All data were expressed as the mean±standard deviation. Statistical comparisons between experimental groups were performed using the Student's t test. The sensitivity and specificity of ELISA for detecting the anti-HA1 specific antibody were reported by calculating the area under the receiving operator characteristic curve. The correlation between the anti-HA1 antibody and HI titer was determined by Pearson correlation test. GraphPad Prism 8 (GraphPad Software Inc., La Jolla, CA, USA) was used for all analyses. p<0.05 was considered statistically significant.

Recombinant H1N1-HA1-18-344 (rHA1) was expressed in the baculovirus insect system (Fig. 1A, B). Proteins were produced by High-Five cells after vector transformation. Purified rHA1 protein was confirmed by Coomassie blue and silver staining (Fig. 1C). H1N1 proteins of the expected size of 46 kDa were isolated.

The ELISA system using rHA1 protein was developed and validated to detect anti-rHA1 antibodies in the serum samples from influenza-infected patients and controls. According to this ELISA, OD values of patients were increased than controls (0.942±0.371 vs. 0.212±0.086, p<0.001) (Fig. 2A). And in vaccinated individuals, anti-rHA1 antibody levels were significantly increased after vaccination compared with levels from pre-vaccination status (Fig. 2B). From these data, this ELISA system using rHA1 could be useful in diagnosis of influenza infection and in discrimination of vaccination status in human.

The ELISA system was compared to standard detection methods for influenza virus infection, such as the HI assay and MNT. As shown in Fig. 2C, this ELISA system could be a sensitive and specific method for detecting the anti-rHA1 antibody in influenza-infected patients. The detection performance of this ELISA system was comparable to that of the HI assay and MNT.

The ELISA system using rHA1 protein was also validated in an animal model. The control (PBS) and vaccinated groups were compared. The vaccinated groups were immunized with influenza virus A/California/04/2009 (CA04) vaccine. The vaccines contained 3 different amounts of antigens, such as 0.2, 0.5, and 0.8 µg in each single dose of vaccine, respectively. All mice were immunized with PBS or vaccines twice in 2 weeks apart and challenged at 2 weeks after the last vaccination (Fig. 3A). Body weight changes and the survival rate of vaccinated and non-vaccinated groups were monitored after influenza virus challenge (Fig. 3B, C). Compared to the control PBS group, the vaccinated groups showed lower body weight changes (Fig. 3B) and death rates (Fig. 3C).

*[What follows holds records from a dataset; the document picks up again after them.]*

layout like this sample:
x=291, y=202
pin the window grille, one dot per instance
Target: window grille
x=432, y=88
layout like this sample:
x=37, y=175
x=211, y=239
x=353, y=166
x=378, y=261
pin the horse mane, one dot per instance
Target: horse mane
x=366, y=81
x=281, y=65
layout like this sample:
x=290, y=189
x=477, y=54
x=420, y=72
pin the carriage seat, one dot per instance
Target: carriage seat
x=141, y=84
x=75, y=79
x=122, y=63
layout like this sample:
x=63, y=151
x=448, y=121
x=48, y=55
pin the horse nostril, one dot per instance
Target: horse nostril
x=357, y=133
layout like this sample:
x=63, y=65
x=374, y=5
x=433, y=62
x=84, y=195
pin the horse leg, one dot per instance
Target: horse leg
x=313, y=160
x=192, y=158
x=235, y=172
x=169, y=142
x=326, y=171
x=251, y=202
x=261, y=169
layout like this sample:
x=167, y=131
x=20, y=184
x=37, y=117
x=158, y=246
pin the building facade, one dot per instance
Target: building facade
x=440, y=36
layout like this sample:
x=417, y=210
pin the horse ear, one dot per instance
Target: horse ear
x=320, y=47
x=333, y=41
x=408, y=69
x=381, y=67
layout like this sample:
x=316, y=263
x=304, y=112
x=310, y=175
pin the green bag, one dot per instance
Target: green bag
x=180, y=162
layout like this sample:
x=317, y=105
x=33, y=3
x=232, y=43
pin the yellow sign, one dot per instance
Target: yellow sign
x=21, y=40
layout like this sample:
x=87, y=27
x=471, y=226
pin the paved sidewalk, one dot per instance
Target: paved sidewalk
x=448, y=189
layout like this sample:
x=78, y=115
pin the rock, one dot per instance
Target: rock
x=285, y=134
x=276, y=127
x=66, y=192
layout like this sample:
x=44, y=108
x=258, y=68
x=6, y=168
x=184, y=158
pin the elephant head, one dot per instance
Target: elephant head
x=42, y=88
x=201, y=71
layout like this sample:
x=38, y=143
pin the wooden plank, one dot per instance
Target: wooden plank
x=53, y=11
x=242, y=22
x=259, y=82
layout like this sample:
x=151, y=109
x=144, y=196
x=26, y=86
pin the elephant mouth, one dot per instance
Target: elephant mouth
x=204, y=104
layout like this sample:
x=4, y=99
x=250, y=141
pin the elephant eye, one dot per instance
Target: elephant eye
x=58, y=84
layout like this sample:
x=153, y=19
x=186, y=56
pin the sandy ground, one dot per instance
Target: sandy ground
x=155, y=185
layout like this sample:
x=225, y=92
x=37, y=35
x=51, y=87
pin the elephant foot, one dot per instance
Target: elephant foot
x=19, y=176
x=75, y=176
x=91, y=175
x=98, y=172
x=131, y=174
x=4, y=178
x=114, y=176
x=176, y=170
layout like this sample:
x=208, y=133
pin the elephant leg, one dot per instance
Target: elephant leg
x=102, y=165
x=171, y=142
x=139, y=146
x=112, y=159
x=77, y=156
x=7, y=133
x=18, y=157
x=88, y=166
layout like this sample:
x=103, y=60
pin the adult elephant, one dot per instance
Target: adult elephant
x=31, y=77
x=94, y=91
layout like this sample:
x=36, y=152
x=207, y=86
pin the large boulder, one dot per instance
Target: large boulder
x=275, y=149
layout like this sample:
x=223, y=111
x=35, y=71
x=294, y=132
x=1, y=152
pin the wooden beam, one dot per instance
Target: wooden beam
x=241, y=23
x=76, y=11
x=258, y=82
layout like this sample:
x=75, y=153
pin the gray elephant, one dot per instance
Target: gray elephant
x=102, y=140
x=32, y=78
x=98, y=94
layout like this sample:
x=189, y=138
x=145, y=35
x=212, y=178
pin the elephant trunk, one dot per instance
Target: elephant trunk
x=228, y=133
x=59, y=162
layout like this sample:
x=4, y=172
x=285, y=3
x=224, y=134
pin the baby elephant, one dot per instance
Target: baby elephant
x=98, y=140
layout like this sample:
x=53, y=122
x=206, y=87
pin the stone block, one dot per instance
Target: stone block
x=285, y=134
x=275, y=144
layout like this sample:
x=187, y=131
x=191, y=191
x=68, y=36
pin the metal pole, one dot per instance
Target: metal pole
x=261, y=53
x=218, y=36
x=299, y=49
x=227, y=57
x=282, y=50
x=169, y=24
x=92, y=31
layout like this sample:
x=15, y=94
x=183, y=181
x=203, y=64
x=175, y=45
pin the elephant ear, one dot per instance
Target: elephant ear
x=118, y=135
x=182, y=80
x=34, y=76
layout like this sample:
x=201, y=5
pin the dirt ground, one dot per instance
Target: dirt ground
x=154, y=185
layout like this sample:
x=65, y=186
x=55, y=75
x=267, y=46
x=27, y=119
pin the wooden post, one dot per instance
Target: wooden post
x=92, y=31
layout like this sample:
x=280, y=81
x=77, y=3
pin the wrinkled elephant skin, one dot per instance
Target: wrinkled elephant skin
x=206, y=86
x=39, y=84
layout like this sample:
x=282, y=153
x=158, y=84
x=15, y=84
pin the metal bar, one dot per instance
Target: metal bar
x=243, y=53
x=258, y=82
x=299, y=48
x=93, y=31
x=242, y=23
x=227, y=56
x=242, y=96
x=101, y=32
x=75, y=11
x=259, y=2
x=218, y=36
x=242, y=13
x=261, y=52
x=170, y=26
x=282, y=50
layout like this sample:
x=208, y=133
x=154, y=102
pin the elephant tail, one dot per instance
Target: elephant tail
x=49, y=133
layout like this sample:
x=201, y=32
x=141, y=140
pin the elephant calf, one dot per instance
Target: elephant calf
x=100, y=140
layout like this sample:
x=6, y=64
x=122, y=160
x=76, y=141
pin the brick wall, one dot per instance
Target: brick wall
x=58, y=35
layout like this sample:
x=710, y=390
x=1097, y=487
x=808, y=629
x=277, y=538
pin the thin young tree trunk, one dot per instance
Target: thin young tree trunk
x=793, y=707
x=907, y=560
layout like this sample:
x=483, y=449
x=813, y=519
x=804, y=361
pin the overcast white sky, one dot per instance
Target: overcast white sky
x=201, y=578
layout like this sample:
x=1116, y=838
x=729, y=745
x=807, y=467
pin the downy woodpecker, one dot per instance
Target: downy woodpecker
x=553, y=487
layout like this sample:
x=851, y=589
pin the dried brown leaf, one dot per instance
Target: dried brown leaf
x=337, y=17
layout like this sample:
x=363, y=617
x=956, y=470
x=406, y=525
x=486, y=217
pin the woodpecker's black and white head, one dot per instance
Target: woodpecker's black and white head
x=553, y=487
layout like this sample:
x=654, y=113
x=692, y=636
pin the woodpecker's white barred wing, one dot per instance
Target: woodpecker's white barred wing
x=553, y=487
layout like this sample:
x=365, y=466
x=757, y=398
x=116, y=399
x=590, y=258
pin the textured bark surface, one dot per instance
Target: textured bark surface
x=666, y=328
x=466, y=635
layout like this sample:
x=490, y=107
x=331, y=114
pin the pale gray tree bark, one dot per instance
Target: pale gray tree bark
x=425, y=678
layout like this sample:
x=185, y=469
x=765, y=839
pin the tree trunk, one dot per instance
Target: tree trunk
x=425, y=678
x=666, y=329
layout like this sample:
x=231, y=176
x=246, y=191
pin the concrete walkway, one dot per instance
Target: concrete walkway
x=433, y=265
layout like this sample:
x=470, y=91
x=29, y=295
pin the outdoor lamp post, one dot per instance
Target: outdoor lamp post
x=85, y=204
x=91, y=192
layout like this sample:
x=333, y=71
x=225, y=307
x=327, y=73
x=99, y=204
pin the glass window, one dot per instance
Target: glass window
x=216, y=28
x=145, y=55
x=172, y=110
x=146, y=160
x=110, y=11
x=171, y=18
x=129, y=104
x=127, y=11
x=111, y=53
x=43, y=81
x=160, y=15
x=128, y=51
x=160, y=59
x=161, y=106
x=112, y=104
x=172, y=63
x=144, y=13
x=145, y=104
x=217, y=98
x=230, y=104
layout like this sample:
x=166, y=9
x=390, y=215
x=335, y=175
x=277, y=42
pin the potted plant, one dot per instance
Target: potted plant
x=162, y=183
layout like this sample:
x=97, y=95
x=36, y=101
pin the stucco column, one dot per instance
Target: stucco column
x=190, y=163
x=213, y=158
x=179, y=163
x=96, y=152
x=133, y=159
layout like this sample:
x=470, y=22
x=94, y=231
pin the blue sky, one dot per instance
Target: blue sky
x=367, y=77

The serum levels of anti-rHA1 antibodies were measured in both non-immunized and immunized mice by ELISA. The increased levels of antibodies were detected in all vaccinated mice but not in PBS group. The amount of antigens in vaccines did not affect the production of anti-rHA1 antibodies in this study (Fig. 3D). And the levels of anti-rHA1 antibodies were significantly correlated with the results of HI assay using the same samples (r=0.508, p<0.001) (Fig. 3E).

Taken together, anti-rHA1 antibodies were detected by the ELISA system in vaccinated mice. The positive correlation between anti-rHA1 antibody measured by ELISA and titers in HI assay was also observed in the animal model.